The Broken Plate was an amazing opportunity! I think every aspiring writer should work on a lit mag, because what working at The Broken Plate did for me was train my editorial eye; I learned how to distinguish between what makes a “good” poem and what makes an “okay” poem. Reading submissions for a lit mag means you sift through hundreds, thousands of poems even, and most of them won’t end up being published. Consequently, I was able to identify tropes and moves that others did in their poetry that felt played out, and then work to make my own poetry better. Thinking critically about other people’s work helped me think critically about my own work, and I think that it helped me make my work be more uniquely mine. Stand out more.
You are from Ft. Wayne and now Muncie. The Broken Plate receives submissions from across the U.S. and from some foreign countries as well. That must have broadened your view a little wider.
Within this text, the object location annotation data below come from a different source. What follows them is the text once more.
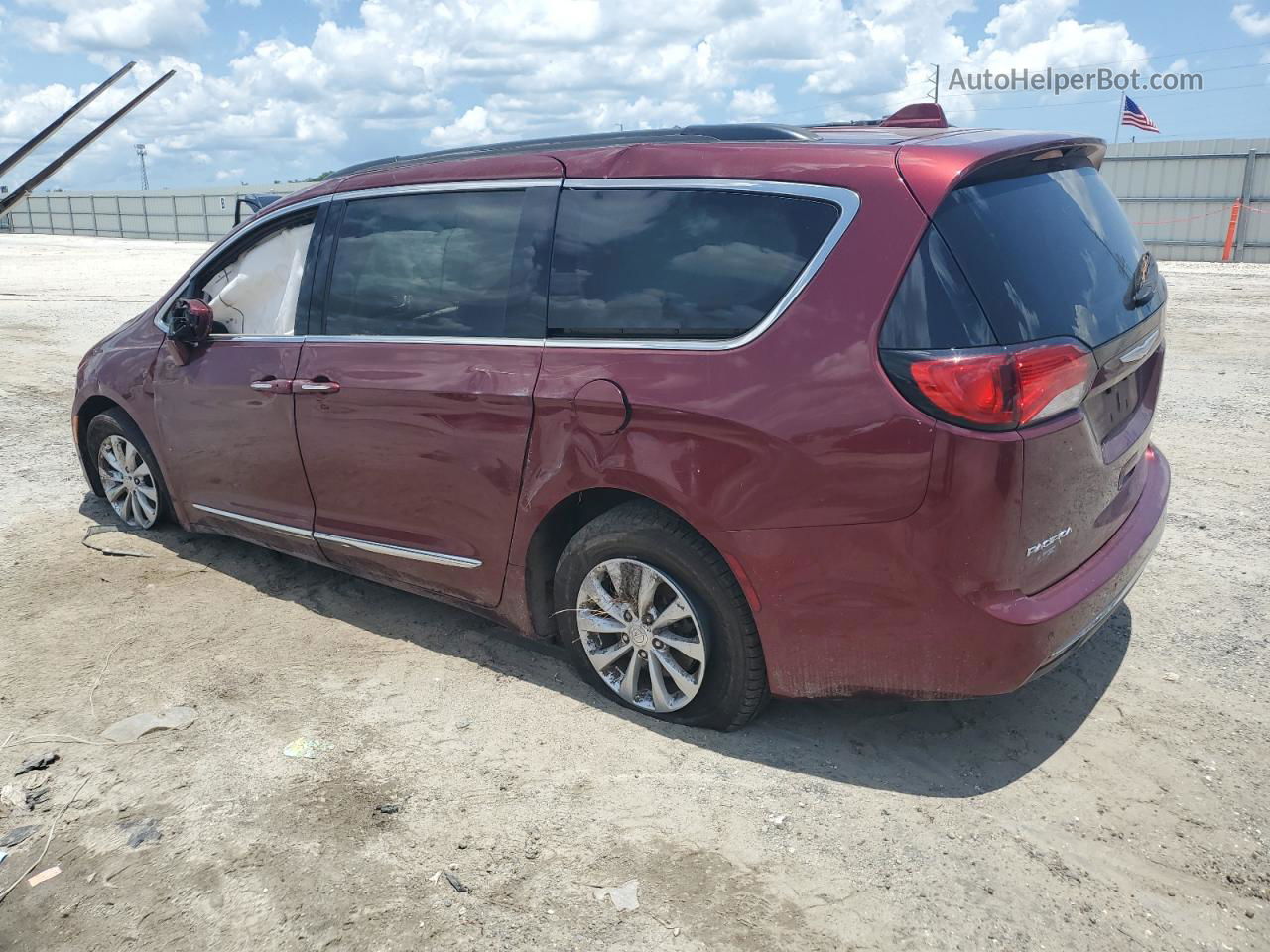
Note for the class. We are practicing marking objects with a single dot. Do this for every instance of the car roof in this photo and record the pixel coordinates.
(857, 157)
(829, 134)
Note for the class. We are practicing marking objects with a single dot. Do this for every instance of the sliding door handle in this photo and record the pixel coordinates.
(272, 385)
(318, 385)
That helped, yeah, but I think that my outlook on life has broadened a whole lot in the last year or two for a variety of reasons. I’ve started traveling more, I’ve met new people from different places, and of course I read a lot. Indiana will always be an important part of me and my identity, but I’m at a point in my life where I finally feel free and ready to move beyond it, and that’s an exciting prospect.
What poets do you read? Your favorites? Most influential and/or challenging?
Hmm, right now I’m reading some books by poets that Katy [Didden] loaned to me, Cole Swenson and Jennifer Atkinson. I’ve been reading a lot of prose poetry lately since my Master’s creative project contains quite a few prose poems. It’s been sort of my obsession right now. I got a stack of Charles Simic books from the library. I’m also going through Rose Metal Press’s Field Guide to Prose Poetry.
(Rose Metal Press is an independent, not-for-profit publisher of hybrid genres specializing in the publication of short short, flash, and micro-fiction; prose poetry; novels-in-verse or book-length linked narrative poems; and other literary works that move beyond the traditional genres of poetry, fiction, and essay to find new forms of expression. Co-founder of Rose Metal Press Kathleen Rooney is a past faculty member and good friend of Midwest Writers Workshop.)
Last year we had David Shumate as our featured reader. David’s prose poems are some of the best poetry I’ve read, with his vivid language and with the way he engages the senses. His gentle spirit and big heart. What led you to start writing prose poems?
I started writing prose poems because it was a form I hadn’t done much work in and I wanted to try it out. The central idea for my creative project involved a lot of prose poetry, too. I’ve always been a poet primarily, but I also really love writing fiction, and so I’ve written a lot of flash fiction, and I think prose poetry is similar, but ultimately different. It’s hard to quantify, but I think it comes down to prose poems are more lyrical, flash is more plot-driven, but even those distinctions are tenuous at best. Writing in the boundary of genres is really my main writing interest.
What awaits you after your time at Ball State?
After this semester is over I’m going to leave BSU once and for all. It’s a weird bittersweet feeling. I did undergrad and my MA here, so I’ve spent 6 years and accumulated a lot of memories, good and bad. And I’m gonna miss it, but I’m also excited to go out somewhere new and live my life. I’ve been accepted to a few MFA programs for the Fall and I’m currently in the process of finalizing the details and deciding which one to attend.